Tail wagging is the dog’s form of communication. And it is as nuanced as a smile. Just as no one smiles in private because a smile is a social gesture, the tail wag is also only done in front of an audience - human, dog or any other species, even ant. A moving ball may seem alive enough sometimes to be responded to.


Tailwags are not just meaningless shakes of a limb. They have a vocabulary and grammar – like any language. There is a pattern of movement and position.


The height at which the tail is held is extremely important. Middle height means the dog is relaxed. If it is held up horizontally the dog is attentive and alert. If it continues to move up and becomes vertical, the dog is threatening and saying that you need to back off as he is the boss. But if it moves down the dog is becoming more submissive. In fact the lower the tail, the more it means that the dog is not feeling well, or is worried, or it is surrendering to you. Tucked between its legs it means total fear and surrender. (As someone who runs an animal hospital, another interpretation is, when it is tucked between the legs, the dog has an injury in its anal/vaginal area. )

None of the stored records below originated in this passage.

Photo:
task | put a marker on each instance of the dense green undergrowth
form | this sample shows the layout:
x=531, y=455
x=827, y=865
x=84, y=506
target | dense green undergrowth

Ofcourse there are dialects here, as there are in human language. Beagles carry their tails nearly vertically, naturally. Greyhounds carry their tails held very low. So the interpretation has to be done in respect of how the dog normally carries its tail.


Movement is very important because dogs respond to movement faster than to colours and sizes. The speed of the wag indicates how excited the dog is .The breadth of the wag shows whether the dog’s emotional state is negative or positive


Here are some combinations that Dr Coren describes-


“●A slight wag-with each swing of only small breadth-is usually seen during greetings as a tentative "Hello there," or a hopeful "I'm here."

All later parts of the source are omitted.